Rose Carreiro: ideal é planejar a viagem com, no mínimo, seis meses de antecedência
Rose Carreiro: ideal é planejar a viagem com, no mínimo, seis meses de antecedência | Foto: Gustavo Carneiro



A queda da cotação do dólar, que neste ano teve pico em R$ 4,16 no dia 21 de janeiro e fechou a R$ 3,23 nesta terça-feira, virou motivo de comemoração pelas agências de viagem e pelos turistas, que voltaram a procurar destinos no exterior. Para quem vai viajar, a dica é comprar a moeda norte-americana aos poucos até o dia do embarque. Assim, a pessoa garante um bom preço médio e minimiza os riscos de o custo final da viagem ficar acima do esperado.
Consultora de viagens da agência Albatroz Turismo de Londrina, Rose Carreiro conta que a disparada do dólar em 2015 influenciou no comportamento dos turistas, que passaram a fugir dos pacotes internacionais. Atualmente, porém, há um movimento contrário. "Desde setembro, passamos a observar o fechamento de viagens imediatas, muito próximas da data de embarque. E, nas últimas semanas, percebemos a retomada do interesse em fechar pacotes para o fim do ano", explica.
Segundo ela, a empresa tem conseguido atender aos clientes com boas opções de pacotes para os destinos desejados. A consultora diz que há companhias aéreas que costumam oferecer promoções de 30 a 50 dias antes da data de embarque. Mas bom mesmo é planejar as férias com uma antecedência de seis a dez meses, quando a economia pode variar de 30% a 70%, com melhores condições de se negociar passeios e hospedagem e de obtenção de bônus para determinados pacotes.

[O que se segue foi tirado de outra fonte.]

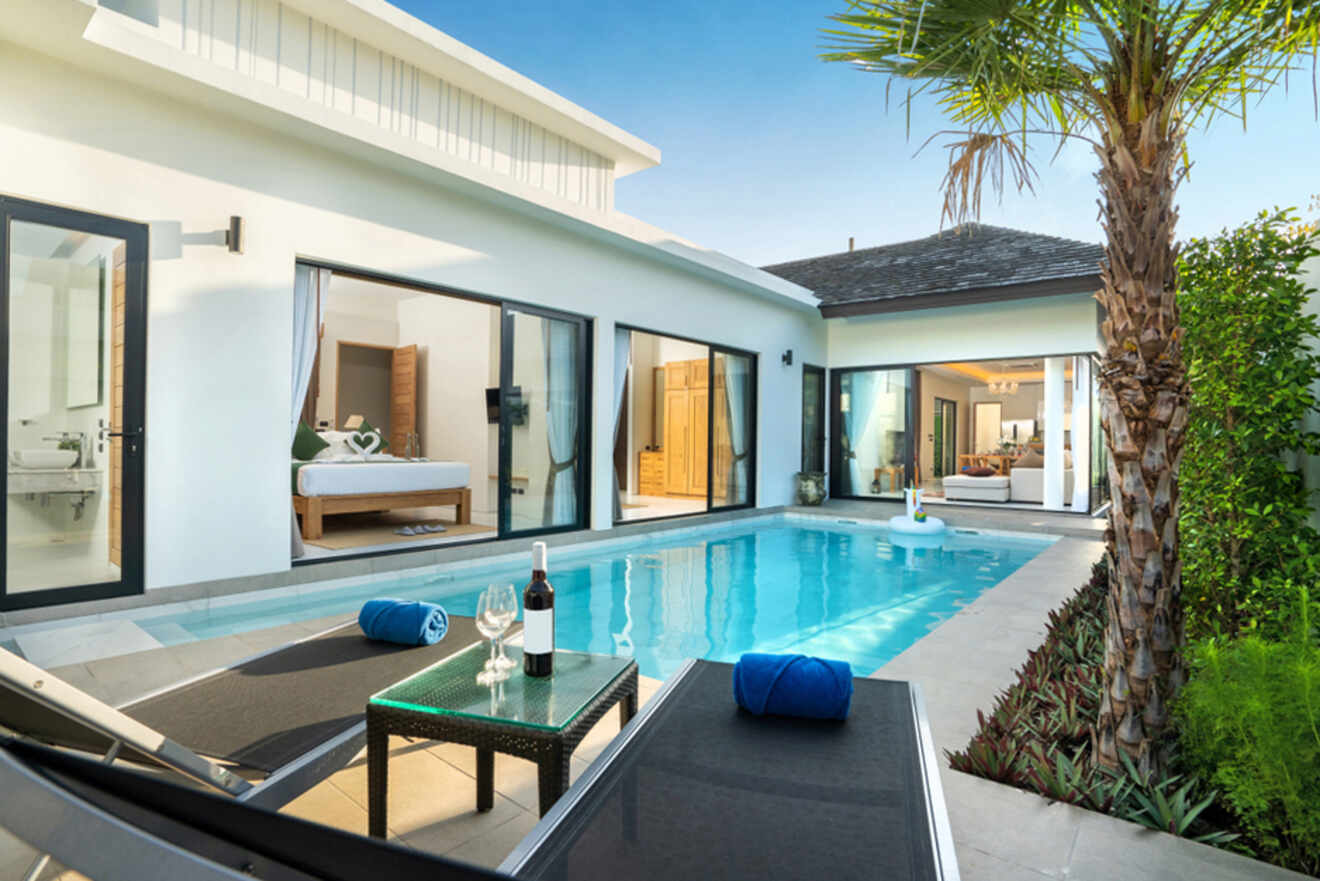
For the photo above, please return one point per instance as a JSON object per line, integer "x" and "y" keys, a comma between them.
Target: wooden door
{"x": 698, "y": 403}
{"x": 677, "y": 423}
{"x": 403, "y": 399}
{"x": 118, "y": 312}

Milton Miyazaki: cartão pré-pago é boa dica para os turistas pagarem suas contas lá fora
Milton Miyazaki: cartão pré-pago é boa dica para os turistas pagarem suas contas lá fora | Foto: Celso Pacheco



Além da atenção ao custo da viagem, quem pretende viajar para fora do País deve estar atento às opções de pagamentos disponíveis. Uma dica é usar o cartão pré-pago. Assim, o turista não fica refém da variação cambial que possa ocorrer entre a compra e o vencimento da fatura no cartão de crédito, por exemplo.
Do Imposto sobre Operação Financeiras (IOF), não há como escapar. "Tanto no cartão de crédito quanto no pré-pago, o IOF é de 6,38%. Na compra com dinheiro em espécie, é de 1,10%. É importante ponderar que não se deve levar todo o valor destinado à viagem em dinheiro", afirma o consultor de negócios Milton Miyazaki, da casa de câmbio Western Union. "Há o risco de roubo e extravio, além de um limite que pode ser levado em espécie, equivalente a R$ 10 mil na moeda estrangeira", completa.

Imagem ilustrativa da imagem Para minimizar riscos



Segundo ele, o melhor é mesclar cartão pré-pago com dinheiro em espécie. "O cartão pré-pago traz conforto e, no caso de existir necessidade de um valor a mais, basta pedir para alguém carregar o cartão no Brasil", ensina.